The ceiling is, indeed, very low, and filled with images from São Gonçalo's life: scenes on the bridge, splitting the rock (a quite large one), and calling to the fish. We can only assume he is satisfied, staring at those same images for eternity.

 

 

The other capelas and the rest of the church are filled with delightful details and touches. There is enough variety to make each unique, while they support a coherent whole. Like the village that grew around it, the church is layered and picturesque – it's absolutely charming.

 

 

 

 

 


Sandwiched between the Igreja dn the Museu is the Claustro Velho. The severe Ionic arcade continues here, but under the arches are wonderful Manueline vaults.

 

 

 

On the opposite end of the east arcade is the the sacristía. During his inspection, Saramago is distracted and offers this lesson:
The traveller returns to the church, taking a side corridor leading to the sacristy. What he can’t figure out is where the rock and roll is coming from. Perhaps from the main square, or perhaps from a neighbouring addict. In provincial towns, the least noise penetrates everywhere. The traveller takes a couple more steps and listens. Seated at his desk a man, either clerk or sacristan, it’s impossible to figure out which, is making entries into a heavy ledger, a small transistor radio at his side. It is this which is responsible for the music filling the venerable sacristy with nasty and convulsive sounds. Nothing surprises the traveller any longer, but he desires to know what depths the subversion has plumbed. So he enquires: “Would you mind if I took a glance in here?” The sacristan raises his head, looks around affably, and replies: “Of course. Make yourself at home.” And while the traveller takes a turn around the sacristy, examining its painted ceilings, the paintings of artistic note, a gross St Gonçalo, a glutton with an embonpoint, the radiophonic rock and roll draws to a close and another tune begins, affecting an inventiveness it lacks, the inventions pure repetitions, neither trimmed nor developed. The traveller says thank-you, the sacristan continues writing, neither asks but both concur that it is a beautiful day, and the music plays on. Perhaps soon it’ll play a waltz.

The traveller still regrets not having pulled up a chair at the table where the sacristan was working away at his writing, remaining behind to chat, knowing so much of life and musical tastes: how much there is to lose through not speaking to people! (José Saramago, “Journey to Portugal,” 1990; trans Hopkinson-Caistor, 2000)

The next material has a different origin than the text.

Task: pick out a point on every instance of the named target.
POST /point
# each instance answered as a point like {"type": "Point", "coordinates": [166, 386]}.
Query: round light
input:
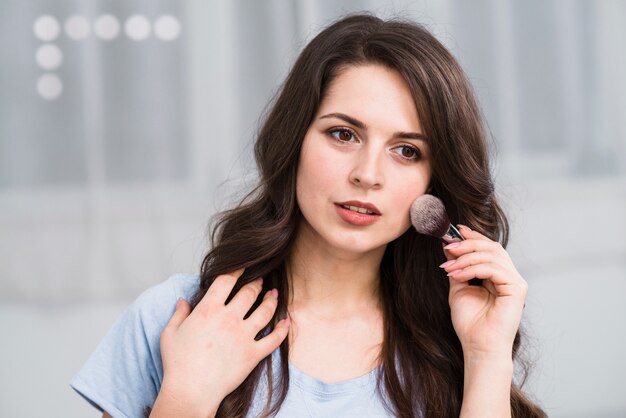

Disappointingly, we could not find the image of the 'gross' São Gonçalo – perhaps the traveller refers to the sacristan as the 'glutton'? Often with Saramago, there are too many words, but very few personal insults.

 

 

 

Before returning to the Pousada, we grab some groceries at a nearby supermercado. For the first time in a long time, Siri becomes confused and sends us into the hills of Amarante, then loses track of our location. First, we end up just above our destination. Then we go all the way around the other way, and end up below the store with no way out. We turn around in a neighboring yard, split the difference between the two 'wrong directions', and find our way to the parking lot.

Hard to know how to feel about our next road trip if Siri is not clear, but this is still a good day.